What did MAD magazine teach me about life? That the adult world sometimes doesn’t make sense and is not always logical or easily understandable. Sometimes what we are told by so-called “reputable sources” or “experts” is just plain wrong and false.
I learned to not believe everything you hear and read and to not follow the crowd but do ask questions. Always do your own research, seek out and understand both sides of any important issue and to form your own opinion.
It helps to have a good sense of humor and there are many things in life that are funny, such as MAD Magazine. And humor takes many forms. Sarcasm, satire, parody and irony are just some of the ways the magazine employed to make us laugh and think. There is a time to be serious, but also a time that we can enjoy the humor in life.
Curiously so, MAD’s fictional front man Alfred E. Neuman has a remarkable resemblance to Pete Buttigig, the mayor of my hometown South Bend, Indiana, but with better teeth and more symmetrical facial features. Just the thought of that makes me smile.
Neuman’s motto was “What, me worry?”
Worry not is a great philosophy of life and discovering it early on was foundational in my knowledge and understanding of the concept of mindfulness - to be in and appreciative of the present moment and circumstances.
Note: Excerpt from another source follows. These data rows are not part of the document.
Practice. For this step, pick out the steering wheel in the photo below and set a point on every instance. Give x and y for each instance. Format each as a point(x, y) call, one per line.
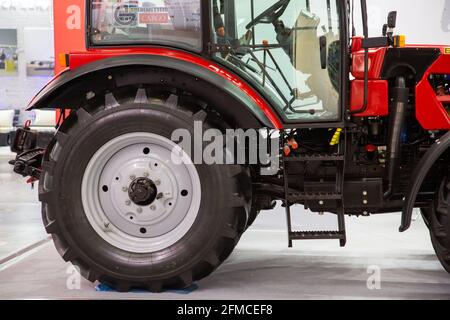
point(270, 15)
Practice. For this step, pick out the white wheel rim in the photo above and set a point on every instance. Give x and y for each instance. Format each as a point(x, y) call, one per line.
point(154, 225)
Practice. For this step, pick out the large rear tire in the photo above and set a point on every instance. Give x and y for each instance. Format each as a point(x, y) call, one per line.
point(88, 180)
point(438, 221)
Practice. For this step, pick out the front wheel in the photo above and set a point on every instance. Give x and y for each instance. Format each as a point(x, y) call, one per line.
point(438, 221)
point(121, 208)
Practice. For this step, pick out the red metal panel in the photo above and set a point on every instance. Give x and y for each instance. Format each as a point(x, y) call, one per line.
point(430, 111)
point(376, 59)
point(69, 20)
point(378, 98)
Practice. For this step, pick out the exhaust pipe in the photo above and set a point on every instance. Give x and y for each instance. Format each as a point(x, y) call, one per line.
point(396, 125)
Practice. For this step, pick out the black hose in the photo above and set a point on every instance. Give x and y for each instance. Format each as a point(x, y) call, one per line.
point(396, 125)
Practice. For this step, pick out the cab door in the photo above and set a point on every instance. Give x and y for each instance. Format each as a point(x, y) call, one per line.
point(295, 60)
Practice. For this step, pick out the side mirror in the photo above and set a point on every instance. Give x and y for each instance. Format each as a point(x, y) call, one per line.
point(392, 19)
point(323, 51)
point(385, 27)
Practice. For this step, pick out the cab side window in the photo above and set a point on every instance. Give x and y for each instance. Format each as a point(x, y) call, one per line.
point(174, 23)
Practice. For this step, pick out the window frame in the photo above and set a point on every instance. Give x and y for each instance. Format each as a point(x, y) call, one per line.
point(344, 36)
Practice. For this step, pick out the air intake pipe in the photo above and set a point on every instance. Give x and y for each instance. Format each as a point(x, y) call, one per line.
point(396, 125)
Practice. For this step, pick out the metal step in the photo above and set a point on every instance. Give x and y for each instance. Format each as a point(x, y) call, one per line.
point(316, 235)
point(315, 157)
point(301, 196)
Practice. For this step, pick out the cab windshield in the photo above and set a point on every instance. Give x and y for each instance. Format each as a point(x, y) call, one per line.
point(290, 48)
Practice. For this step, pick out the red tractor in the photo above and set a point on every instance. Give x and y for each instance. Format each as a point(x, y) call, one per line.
point(360, 126)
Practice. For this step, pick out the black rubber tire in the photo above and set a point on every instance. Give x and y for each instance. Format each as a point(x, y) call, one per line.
point(439, 224)
point(221, 220)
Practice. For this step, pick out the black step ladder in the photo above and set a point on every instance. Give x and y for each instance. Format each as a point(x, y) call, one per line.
point(295, 197)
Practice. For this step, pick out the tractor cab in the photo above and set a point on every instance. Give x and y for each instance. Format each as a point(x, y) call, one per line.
point(291, 50)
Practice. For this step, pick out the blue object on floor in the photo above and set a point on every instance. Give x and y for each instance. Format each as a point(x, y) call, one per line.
point(105, 288)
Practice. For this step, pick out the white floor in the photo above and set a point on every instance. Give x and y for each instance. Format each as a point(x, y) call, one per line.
point(262, 267)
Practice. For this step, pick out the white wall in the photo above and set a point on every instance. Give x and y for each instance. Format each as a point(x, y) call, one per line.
point(16, 92)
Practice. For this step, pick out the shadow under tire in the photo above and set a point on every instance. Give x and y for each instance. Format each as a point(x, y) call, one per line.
point(439, 224)
point(218, 225)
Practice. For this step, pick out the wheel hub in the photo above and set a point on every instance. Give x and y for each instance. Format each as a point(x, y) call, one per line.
point(142, 191)
point(140, 195)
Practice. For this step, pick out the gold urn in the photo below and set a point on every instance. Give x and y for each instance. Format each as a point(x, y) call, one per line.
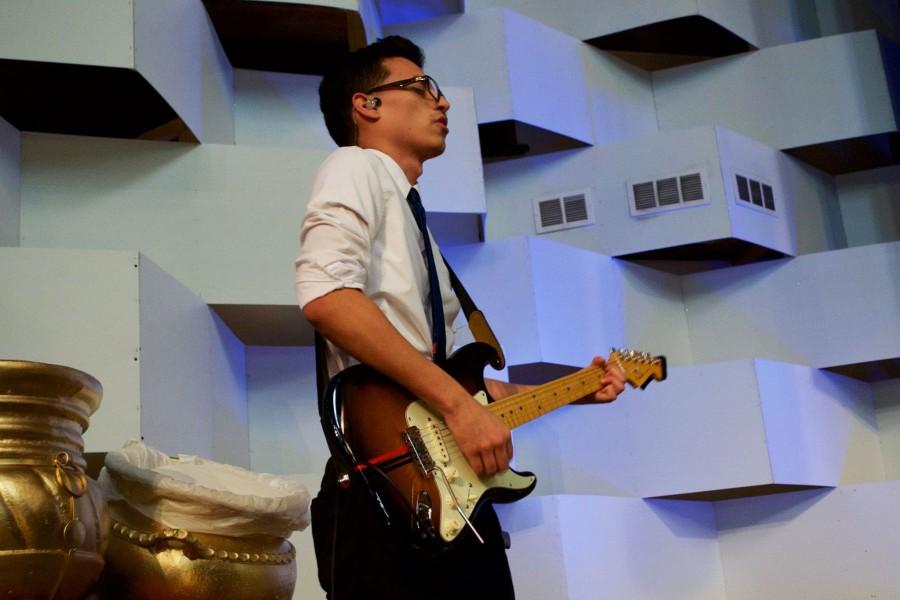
point(54, 522)
point(186, 528)
point(148, 561)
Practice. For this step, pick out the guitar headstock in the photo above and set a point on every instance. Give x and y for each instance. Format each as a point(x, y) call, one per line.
point(640, 368)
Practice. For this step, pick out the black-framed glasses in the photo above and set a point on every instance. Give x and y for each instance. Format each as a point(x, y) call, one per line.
point(431, 86)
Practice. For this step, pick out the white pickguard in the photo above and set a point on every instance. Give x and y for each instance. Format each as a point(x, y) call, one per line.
point(465, 485)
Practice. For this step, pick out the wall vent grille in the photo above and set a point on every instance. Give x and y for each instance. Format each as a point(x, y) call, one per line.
point(667, 193)
point(572, 209)
point(755, 194)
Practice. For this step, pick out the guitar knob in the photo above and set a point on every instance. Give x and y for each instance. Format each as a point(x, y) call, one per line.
point(452, 527)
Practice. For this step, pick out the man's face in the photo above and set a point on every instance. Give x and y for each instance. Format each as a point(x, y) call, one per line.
point(411, 118)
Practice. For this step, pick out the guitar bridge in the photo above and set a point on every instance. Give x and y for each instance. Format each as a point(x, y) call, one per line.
point(413, 439)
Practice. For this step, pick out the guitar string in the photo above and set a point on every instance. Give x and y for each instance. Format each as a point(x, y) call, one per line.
point(530, 406)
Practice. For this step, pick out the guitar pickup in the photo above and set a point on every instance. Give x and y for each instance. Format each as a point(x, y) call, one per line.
point(413, 439)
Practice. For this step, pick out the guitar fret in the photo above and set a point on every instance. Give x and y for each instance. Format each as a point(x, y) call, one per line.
point(523, 407)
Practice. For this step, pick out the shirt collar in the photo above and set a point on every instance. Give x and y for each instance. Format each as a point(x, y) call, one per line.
point(394, 170)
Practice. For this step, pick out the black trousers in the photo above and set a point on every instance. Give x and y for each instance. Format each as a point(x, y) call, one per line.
point(359, 558)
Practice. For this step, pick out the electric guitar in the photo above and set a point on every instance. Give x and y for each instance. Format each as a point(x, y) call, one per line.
point(406, 457)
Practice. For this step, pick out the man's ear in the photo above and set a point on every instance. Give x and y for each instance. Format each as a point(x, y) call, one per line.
point(365, 107)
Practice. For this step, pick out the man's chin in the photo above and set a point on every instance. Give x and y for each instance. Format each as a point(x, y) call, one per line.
point(435, 152)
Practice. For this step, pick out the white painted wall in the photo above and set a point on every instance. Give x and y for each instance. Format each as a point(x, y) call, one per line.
point(171, 372)
point(619, 96)
point(824, 309)
point(824, 544)
point(79, 309)
point(762, 24)
point(836, 16)
point(653, 309)
point(536, 295)
point(540, 83)
point(608, 172)
point(797, 90)
point(10, 183)
point(280, 109)
point(709, 427)
point(518, 75)
point(97, 33)
point(589, 547)
point(886, 395)
point(177, 50)
point(820, 427)
point(285, 435)
point(454, 44)
point(223, 220)
point(870, 205)
point(193, 383)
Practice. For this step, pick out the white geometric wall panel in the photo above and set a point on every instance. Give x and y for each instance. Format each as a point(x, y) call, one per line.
point(716, 154)
point(10, 184)
point(172, 372)
point(823, 544)
point(790, 96)
point(708, 429)
point(553, 303)
point(869, 205)
point(825, 309)
point(285, 435)
point(887, 410)
point(780, 22)
point(519, 76)
point(620, 97)
point(839, 16)
point(546, 302)
point(590, 547)
point(282, 109)
point(292, 36)
point(223, 220)
point(165, 52)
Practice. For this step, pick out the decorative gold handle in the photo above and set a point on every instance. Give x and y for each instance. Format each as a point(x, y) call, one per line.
point(69, 475)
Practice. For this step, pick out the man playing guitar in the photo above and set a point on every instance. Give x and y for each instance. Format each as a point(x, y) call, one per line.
point(363, 284)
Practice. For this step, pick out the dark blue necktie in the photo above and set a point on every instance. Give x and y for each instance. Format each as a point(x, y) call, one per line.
point(438, 335)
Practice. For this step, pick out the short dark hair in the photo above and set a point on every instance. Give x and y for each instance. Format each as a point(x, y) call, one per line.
point(359, 71)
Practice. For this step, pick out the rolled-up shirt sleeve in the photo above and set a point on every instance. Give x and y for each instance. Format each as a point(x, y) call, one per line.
point(344, 212)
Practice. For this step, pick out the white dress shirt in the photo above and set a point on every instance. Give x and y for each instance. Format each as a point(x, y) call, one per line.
point(359, 232)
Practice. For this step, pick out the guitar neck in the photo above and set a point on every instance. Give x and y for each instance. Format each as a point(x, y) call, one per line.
point(526, 406)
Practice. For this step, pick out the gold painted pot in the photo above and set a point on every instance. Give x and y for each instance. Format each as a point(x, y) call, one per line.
point(148, 561)
point(53, 521)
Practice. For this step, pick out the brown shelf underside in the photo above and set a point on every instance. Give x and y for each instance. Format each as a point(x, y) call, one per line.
point(285, 37)
point(84, 100)
point(672, 43)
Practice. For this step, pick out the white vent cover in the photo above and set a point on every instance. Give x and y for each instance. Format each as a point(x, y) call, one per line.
point(754, 193)
point(572, 209)
point(668, 193)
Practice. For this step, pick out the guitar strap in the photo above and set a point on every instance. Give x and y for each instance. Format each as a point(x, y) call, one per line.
point(478, 325)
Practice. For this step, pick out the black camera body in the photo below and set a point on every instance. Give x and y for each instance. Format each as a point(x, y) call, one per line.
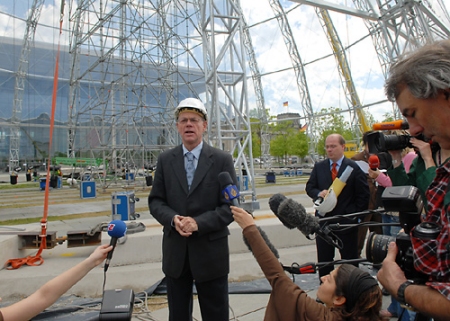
point(379, 142)
point(407, 201)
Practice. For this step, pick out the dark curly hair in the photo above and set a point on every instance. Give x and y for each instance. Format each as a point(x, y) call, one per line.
point(368, 303)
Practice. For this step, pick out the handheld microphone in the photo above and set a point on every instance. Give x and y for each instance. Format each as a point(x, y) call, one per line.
point(295, 215)
point(231, 194)
point(391, 125)
point(307, 268)
point(229, 190)
point(374, 162)
point(116, 229)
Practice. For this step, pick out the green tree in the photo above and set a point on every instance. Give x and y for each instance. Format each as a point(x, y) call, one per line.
point(298, 144)
point(331, 120)
point(282, 134)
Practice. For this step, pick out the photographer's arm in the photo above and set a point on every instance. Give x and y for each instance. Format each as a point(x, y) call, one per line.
point(46, 295)
point(421, 297)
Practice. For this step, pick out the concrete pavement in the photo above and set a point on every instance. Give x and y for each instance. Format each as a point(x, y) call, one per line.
point(136, 263)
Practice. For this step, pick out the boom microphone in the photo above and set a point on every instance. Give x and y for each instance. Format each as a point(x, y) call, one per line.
point(229, 190)
point(274, 203)
point(295, 214)
point(266, 239)
point(116, 229)
point(374, 162)
point(391, 125)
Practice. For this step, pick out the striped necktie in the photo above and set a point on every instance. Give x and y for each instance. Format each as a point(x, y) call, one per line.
point(190, 168)
point(334, 171)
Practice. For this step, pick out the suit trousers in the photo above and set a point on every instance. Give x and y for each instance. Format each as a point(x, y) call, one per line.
point(326, 252)
point(212, 297)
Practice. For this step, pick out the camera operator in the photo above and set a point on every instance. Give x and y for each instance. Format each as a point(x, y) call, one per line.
point(420, 84)
point(375, 192)
point(348, 293)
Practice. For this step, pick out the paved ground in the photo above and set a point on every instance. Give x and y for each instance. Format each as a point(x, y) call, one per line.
point(246, 280)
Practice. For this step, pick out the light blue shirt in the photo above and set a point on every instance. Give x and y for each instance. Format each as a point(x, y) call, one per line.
point(338, 163)
point(196, 151)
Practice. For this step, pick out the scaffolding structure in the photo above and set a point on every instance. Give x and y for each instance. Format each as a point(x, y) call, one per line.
point(131, 61)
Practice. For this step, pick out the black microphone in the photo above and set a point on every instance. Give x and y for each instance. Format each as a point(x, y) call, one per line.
point(116, 229)
point(231, 194)
point(295, 215)
point(229, 190)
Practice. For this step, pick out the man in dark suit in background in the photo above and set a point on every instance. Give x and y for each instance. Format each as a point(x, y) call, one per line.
point(376, 191)
point(195, 218)
point(353, 198)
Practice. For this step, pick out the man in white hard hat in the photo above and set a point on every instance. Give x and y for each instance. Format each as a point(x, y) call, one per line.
point(187, 199)
point(353, 198)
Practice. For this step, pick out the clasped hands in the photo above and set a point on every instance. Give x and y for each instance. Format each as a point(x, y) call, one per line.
point(185, 225)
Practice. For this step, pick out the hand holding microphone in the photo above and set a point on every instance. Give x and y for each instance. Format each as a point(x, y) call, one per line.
point(116, 229)
point(241, 216)
point(229, 190)
point(374, 163)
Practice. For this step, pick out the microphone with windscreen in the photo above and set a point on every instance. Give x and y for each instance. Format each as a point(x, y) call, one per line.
point(293, 215)
point(231, 194)
point(116, 229)
point(229, 190)
point(374, 162)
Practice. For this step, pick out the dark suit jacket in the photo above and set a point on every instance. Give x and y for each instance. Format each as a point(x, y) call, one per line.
point(355, 195)
point(208, 247)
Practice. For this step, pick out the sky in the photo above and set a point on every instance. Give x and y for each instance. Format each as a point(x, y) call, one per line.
point(278, 78)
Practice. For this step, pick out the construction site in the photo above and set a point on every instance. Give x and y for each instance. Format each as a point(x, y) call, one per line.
point(90, 88)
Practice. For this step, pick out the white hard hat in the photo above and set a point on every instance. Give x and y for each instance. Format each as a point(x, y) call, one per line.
point(192, 105)
point(328, 204)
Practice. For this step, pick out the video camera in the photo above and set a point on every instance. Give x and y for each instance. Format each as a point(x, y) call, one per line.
point(379, 142)
point(405, 200)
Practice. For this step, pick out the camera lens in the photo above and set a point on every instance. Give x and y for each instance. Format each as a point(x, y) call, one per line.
point(427, 231)
point(394, 142)
point(377, 247)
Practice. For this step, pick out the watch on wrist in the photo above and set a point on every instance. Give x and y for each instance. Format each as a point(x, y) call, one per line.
point(401, 294)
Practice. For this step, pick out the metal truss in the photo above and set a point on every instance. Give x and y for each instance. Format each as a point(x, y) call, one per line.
point(297, 64)
point(19, 89)
point(396, 26)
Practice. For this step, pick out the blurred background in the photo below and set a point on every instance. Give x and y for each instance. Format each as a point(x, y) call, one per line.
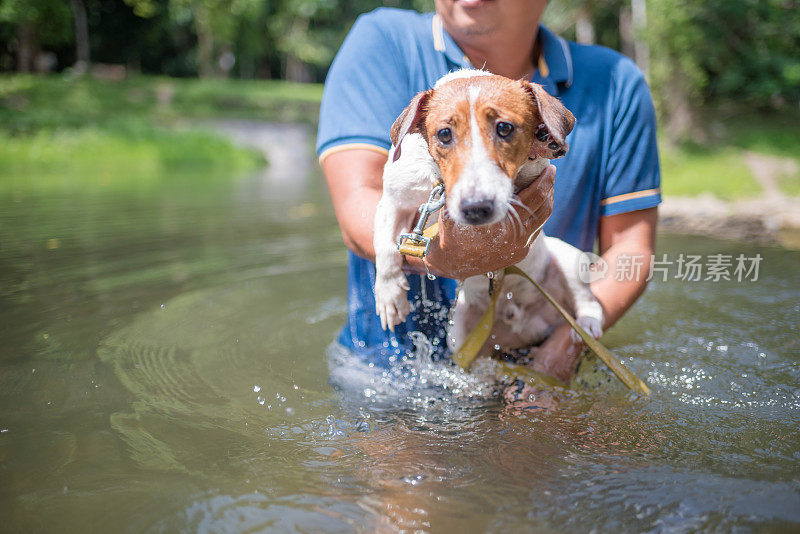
point(171, 275)
point(725, 74)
I’ve learned to not worry about things in life that are unimportant in the overall scheme of things (and there are many of these). I’ve learned to be concerned about, but not worry about the things that are important and deserve my attention, and most importantly, to try to discern the difference.
It is good to have a childlike sense of wonder and awe about the world around us. We all need a spirit of curiosity about all of it and to seek, where possible, to understand it. And in understanding, it’s good to have peace, joy and satisfaction about it all.
So, for 67 consecutive years MAD Magazine has been teaching us to laugh at and find the humor in life and in ourselves; and for that I am glad, not mad.